Double-digit unemployment means that competition for available jobs is tougher than ever. In a time when a single job opening can yield literally hundreds of responses, what can you do to help move your resume to the top of the stack? Include a cover letter – always. Why? The reasons are simple. A cover letter allows you to:
- personalize your resume;
- grab an employer’s interest by emphasizing your strengths and assets;
- explain why you’re the ideal candidate for the job;
- solicit an interview.
In fact, many interviewers won’t even consider a resume submitted without a cover letter.
Cover All Your Bases
Use the following tips to create a well-crafted cover letter that strengthens your resume and helps you stand out from the crowd:
- Make sure it’s error-free. A simple typo or grammatical error in your cover letter can send your resume directly to the “circular file.” Ask a detail-oriented friend or family member to review the document before you send it.
- Pay attention to visual appeal. Make the letter eye-catching and easy to read by formatting spacing, paragraph length, and margins. If you have to “cut and paste” the cover letter to submit it, double-check the formatting before sending.
- Avoid generic salutations. Address your cover letter to a particular person by name, making sure that the spelling and title of the individual are correct. Make a phone call to verify information, if necessary.
- Keep it concise. Employers don’t have time to read a novel about you, so keep the note to a single page. Focus on why the job interests you and what you bring to the table.
- Show you’ve done your homework. State particular knowledge you have of the company’s business, or comment on a current issue related to the industry or organization’s operation.
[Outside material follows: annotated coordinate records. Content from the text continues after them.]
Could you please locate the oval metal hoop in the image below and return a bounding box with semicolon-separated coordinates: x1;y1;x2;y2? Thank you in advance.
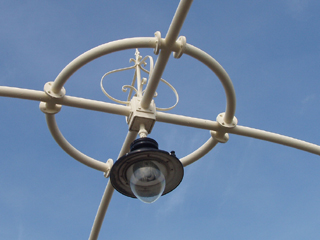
45;37;236;171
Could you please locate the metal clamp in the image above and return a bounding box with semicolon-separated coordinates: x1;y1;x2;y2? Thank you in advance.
39;82;66;114
153;31;161;55
217;113;238;128
173;36;187;58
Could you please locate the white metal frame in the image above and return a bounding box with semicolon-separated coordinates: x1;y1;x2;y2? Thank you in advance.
0;0;320;240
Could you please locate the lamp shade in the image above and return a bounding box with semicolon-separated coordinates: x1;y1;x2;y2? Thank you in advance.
110;138;184;203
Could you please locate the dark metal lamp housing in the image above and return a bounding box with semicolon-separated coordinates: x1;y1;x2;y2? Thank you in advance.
110;138;184;203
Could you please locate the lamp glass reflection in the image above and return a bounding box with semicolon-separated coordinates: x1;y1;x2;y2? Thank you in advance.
128;160;166;203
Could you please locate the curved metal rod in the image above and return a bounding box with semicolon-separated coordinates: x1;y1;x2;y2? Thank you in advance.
46;114;109;172
89;131;138;240
52;37;156;93
184;44;236;124
156;112;320;155
0;86;131;116
226;126;320;155
180;137;219;167
141;0;192;109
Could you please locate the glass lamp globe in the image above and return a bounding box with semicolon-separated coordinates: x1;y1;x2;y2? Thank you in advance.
110;138;184;203
127;161;166;203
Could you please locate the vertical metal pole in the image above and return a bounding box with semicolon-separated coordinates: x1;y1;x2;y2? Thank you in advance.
89;131;138;240
141;0;192;108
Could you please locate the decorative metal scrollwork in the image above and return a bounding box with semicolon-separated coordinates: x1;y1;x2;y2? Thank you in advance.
100;49;179;111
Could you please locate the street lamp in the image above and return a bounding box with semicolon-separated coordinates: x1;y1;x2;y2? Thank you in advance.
0;0;320;240
110;137;183;203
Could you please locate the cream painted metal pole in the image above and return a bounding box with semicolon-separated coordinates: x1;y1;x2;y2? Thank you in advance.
89;131;138;240
141;0;192;109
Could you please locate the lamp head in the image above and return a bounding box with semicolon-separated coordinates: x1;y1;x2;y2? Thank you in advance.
110;138;184;203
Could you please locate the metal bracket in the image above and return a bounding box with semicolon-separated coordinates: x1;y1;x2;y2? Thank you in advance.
127;97;156;133
103;158;113;178
217;113;238;128
39;82;66;114
44;82;66;99
210;131;229;143
153;31;161;55
173;36;187;58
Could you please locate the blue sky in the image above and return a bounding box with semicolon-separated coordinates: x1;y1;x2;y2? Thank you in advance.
0;0;320;240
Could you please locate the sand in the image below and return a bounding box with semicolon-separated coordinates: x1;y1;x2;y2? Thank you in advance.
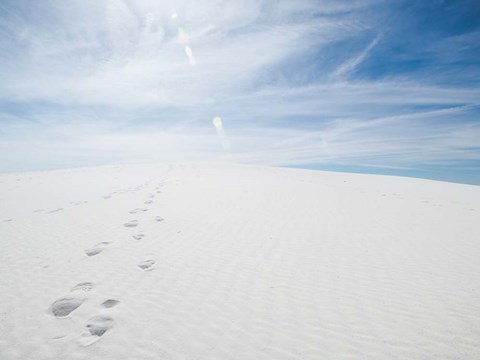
0;164;480;360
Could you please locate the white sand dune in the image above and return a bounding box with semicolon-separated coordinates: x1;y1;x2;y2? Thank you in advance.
0;164;480;360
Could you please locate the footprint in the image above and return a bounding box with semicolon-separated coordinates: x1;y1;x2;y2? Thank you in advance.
123;220;138;227
50;298;85;317
80;315;114;346
137;259;155;271
102;299;120;308
85;241;110;256
70;282;93;292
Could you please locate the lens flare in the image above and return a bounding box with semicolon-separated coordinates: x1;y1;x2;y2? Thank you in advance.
212;116;232;151
185;45;196;66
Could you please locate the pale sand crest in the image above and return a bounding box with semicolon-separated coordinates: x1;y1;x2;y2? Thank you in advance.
0;164;480;360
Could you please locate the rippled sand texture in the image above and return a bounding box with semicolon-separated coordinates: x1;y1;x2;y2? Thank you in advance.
0;164;480;360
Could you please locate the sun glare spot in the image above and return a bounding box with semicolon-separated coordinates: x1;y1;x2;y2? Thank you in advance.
177;27;190;44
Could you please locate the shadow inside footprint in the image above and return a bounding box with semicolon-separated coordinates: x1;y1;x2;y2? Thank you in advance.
79;315;113;346
102;299;120;308
50;298;85;317
137;259;155;271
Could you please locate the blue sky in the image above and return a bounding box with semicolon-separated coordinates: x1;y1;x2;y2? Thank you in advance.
0;0;480;184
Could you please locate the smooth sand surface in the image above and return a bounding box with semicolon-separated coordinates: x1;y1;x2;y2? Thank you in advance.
0;164;480;360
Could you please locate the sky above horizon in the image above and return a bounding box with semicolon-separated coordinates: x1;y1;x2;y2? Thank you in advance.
0;0;480;184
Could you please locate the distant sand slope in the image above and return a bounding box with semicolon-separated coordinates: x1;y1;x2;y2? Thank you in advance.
0;164;480;360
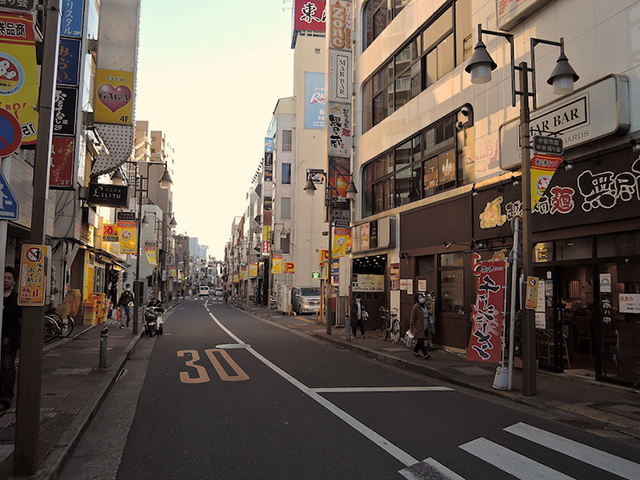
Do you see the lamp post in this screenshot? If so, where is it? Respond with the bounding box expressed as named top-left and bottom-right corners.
top-left (465, 24), bottom-right (580, 396)
top-left (303, 170), bottom-right (358, 335)
top-left (131, 162), bottom-right (173, 335)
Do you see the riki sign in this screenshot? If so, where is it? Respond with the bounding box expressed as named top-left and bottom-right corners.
top-left (478, 158), bottom-right (640, 230)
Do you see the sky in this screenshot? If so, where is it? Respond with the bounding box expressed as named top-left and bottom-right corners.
top-left (135, 0), bottom-right (293, 260)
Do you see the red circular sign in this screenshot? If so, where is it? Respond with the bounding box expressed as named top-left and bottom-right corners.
top-left (0, 107), bottom-right (22, 157)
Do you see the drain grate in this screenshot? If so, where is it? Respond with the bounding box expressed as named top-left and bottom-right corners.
top-left (52, 367), bottom-right (91, 375)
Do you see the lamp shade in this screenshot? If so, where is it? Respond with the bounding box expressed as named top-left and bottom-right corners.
top-left (160, 167), bottom-right (173, 190)
top-left (547, 53), bottom-right (580, 95)
top-left (464, 40), bottom-right (498, 84)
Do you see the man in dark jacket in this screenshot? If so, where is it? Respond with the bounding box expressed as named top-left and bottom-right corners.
top-left (0, 267), bottom-right (22, 411)
top-left (118, 283), bottom-right (135, 328)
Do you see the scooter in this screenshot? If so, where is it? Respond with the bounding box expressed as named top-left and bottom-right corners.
top-left (144, 307), bottom-right (164, 337)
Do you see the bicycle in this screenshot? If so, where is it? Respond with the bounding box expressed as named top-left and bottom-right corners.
top-left (380, 306), bottom-right (400, 343)
top-left (43, 312), bottom-right (75, 342)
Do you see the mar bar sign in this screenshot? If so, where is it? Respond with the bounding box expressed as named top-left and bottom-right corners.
top-left (87, 183), bottom-right (129, 207)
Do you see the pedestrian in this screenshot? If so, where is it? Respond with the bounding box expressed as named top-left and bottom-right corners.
top-left (118, 283), bottom-right (135, 328)
top-left (409, 293), bottom-right (431, 360)
top-left (0, 267), bottom-right (22, 411)
top-left (351, 293), bottom-right (369, 338)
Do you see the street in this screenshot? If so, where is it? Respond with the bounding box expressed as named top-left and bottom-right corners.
top-left (60, 297), bottom-right (640, 480)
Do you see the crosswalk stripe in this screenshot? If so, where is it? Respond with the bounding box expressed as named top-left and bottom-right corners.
top-left (460, 437), bottom-right (573, 480)
top-left (504, 423), bottom-right (640, 480)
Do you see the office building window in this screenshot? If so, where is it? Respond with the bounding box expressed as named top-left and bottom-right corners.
top-left (280, 197), bottom-right (291, 220)
top-left (362, 112), bottom-right (475, 217)
top-left (362, 0), bottom-right (472, 131)
top-left (282, 130), bottom-right (292, 152)
top-left (282, 163), bottom-right (291, 185)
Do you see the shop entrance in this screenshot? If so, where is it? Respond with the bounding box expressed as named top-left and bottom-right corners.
top-left (559, 265), bottom-right (596, 375)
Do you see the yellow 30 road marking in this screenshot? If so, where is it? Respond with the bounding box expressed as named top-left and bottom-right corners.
top-left (205, 348), bottom-right (249, 382)
top-left (178, 350), bottom-right (210, 383)
top-left (178, 348), bottom-right (249, 383)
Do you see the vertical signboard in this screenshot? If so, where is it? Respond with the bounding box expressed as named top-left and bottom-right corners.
top-left (304, 72), bottom-right (325, 130)
top-left (0, 12), bottom-right (39, 145)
- Explain what you can do for the employer. To grab the reader’s interest, you must convey the “WIIFM” (What’s in it for me?). So take a walk in the employer’s shoes and present evidence that shows you can: make or save money; save time; improve process efficiency; effectively assume and/or delegate responsibility. Specify and quantify results whenever possible.
- Customize the content. Examine the primary requirements of the job posting, then highlight one or two aspects of your resume that key into the employer’s needs. Incorporate some of the employer’s messages and language to demonstrate your understanding of the job, the employer, and the industry.
- Address potential concerns. A cover letter allows you to address any issues that may give a hiring manager pause, such as gaps in employment. Briefly explain the reasons you were unemployed and how you kept your skills up-to-date during the gap.
- Be honest. While you always want to put your best foot forward, never stretch the truth about your accomplishments. Even minor misrepresentations can backfire during a reference or background check.
- Request action. Convey your confidence by directly (yet courteously) asking for an interview. Be sure to state specific times and dates when you will call to arrange the interview, allowing at least three business days from the date the letter and resume are sent.
- Use the formal closing “Sincerely.” Type your name below and then add your signature.